First of all, we load the libraries and open our dataset:
library(tidyverse)
library(openintro)
library(broom)
data <- openintro::evals
Question 1: Visualize the distribution of score. Is the distribution skewed (i.e. does your data look normally distributed or are they concentrated towards certain values)? What does that tell you about how students rate courses? Is this what you expected to see? Why, or why not? Include any summary statistics and visualizations you use in your response.
First, we visualize the distribution of score
by looking at its distribution. For that we can make a histogram. Here we can basically play around with score
and visualise this variable against the for instance age
, gender
or pic_outfit
.
ggplot(data, aes(x=score)) + geom_histogram() + theme_bw()
Even though score
looks a bit skewed towards higher values, the shape of the histogram looks more or less normally distributed. This means that mainly the students grade the course generously. However, we need to look at the reasons explaining the low grades or the very high grades to get a more complete picture of the grading!

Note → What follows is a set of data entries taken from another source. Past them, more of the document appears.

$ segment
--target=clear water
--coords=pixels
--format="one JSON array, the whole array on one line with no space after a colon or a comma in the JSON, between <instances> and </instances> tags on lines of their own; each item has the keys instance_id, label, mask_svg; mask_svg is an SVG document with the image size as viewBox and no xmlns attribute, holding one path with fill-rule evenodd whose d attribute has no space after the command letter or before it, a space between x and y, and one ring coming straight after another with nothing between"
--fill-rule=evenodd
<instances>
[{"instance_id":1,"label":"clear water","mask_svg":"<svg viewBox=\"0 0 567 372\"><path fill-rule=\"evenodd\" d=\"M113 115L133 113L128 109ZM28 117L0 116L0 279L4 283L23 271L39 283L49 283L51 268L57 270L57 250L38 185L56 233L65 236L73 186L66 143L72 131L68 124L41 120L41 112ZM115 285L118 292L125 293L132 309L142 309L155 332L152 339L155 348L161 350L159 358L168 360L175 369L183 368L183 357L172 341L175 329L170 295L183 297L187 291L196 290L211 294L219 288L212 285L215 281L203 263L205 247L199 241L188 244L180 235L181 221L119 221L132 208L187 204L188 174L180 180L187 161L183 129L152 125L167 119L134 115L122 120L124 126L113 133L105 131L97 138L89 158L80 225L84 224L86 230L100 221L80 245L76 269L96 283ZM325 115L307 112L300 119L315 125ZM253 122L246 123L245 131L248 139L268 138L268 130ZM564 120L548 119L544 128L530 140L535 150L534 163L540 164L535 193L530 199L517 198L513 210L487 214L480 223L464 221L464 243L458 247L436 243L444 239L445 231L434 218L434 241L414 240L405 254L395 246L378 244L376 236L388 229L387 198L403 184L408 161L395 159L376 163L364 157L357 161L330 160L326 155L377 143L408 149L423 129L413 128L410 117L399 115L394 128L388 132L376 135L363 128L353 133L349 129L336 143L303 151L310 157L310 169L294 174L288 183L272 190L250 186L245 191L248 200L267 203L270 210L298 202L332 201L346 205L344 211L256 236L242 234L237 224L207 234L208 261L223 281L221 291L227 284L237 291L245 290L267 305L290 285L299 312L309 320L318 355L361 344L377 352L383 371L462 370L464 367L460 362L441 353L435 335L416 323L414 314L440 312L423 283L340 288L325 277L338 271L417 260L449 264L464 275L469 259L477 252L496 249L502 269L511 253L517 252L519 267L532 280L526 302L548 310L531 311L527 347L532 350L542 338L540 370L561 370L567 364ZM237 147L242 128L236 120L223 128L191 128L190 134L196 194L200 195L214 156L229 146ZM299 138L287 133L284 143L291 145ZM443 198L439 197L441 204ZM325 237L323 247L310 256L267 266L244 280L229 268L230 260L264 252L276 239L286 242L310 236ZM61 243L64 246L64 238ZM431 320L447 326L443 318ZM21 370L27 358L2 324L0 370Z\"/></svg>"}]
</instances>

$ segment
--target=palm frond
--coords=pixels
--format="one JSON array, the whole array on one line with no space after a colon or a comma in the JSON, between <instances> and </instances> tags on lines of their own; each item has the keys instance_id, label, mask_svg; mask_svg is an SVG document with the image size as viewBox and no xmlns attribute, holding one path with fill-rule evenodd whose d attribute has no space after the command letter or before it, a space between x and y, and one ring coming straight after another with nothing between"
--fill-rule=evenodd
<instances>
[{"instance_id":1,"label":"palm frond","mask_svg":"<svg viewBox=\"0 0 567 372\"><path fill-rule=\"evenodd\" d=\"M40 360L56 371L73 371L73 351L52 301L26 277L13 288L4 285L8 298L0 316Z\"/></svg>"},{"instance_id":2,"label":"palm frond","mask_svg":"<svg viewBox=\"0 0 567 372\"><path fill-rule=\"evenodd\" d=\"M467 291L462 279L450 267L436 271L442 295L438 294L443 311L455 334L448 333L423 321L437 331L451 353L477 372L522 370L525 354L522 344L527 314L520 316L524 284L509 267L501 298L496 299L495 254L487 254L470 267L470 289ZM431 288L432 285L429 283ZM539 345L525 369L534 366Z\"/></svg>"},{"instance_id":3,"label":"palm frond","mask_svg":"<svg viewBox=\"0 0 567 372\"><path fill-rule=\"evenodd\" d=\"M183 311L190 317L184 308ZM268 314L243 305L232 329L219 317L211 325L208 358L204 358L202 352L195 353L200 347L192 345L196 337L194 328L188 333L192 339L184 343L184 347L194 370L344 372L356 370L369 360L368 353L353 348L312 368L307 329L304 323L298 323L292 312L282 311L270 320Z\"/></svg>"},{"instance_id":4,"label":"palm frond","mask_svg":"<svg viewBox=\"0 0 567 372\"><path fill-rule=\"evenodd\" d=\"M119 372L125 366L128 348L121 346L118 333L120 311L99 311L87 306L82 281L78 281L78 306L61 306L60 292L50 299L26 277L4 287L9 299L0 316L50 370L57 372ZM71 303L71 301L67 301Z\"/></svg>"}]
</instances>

Data analysis is like doing some detective work. Once we have detected a pattern we need to investigate the reasons of this pattern.
To investigate the pattern we can have a look at how is score
distributed relatively to the other variables by either making a boxplot
(if the other variable is categorical or a scaterplot
(if the other variable is numeric). To provide some examples here I plot the distribution of score against age
, pic_outfit
or gender
a <- ggplot(data, aes(y=score, x= pic_outfit)) + geom_boxplot() + theme_bw ()
b <- ggplot(data, aes(y=score, x= age)) + geom_point() + theme_bw ()
c <- ggplot(data, aes(y=score, x= gender)) + geom_boxplot() + theme_bw ()
cowplot::plot_grid(a,b,c, nrow = 1)
To plot multiple ggplot
objects we can use the function plot_grid
from the library cowplot
. Write ?plot_grid
to get more information on the function!
On these plots we can see that teachers wearing formal outfits are graded higher, men teachers are graded higher than women teachers … It seems difficult to infer any trend for age - we would need to enhance the plot.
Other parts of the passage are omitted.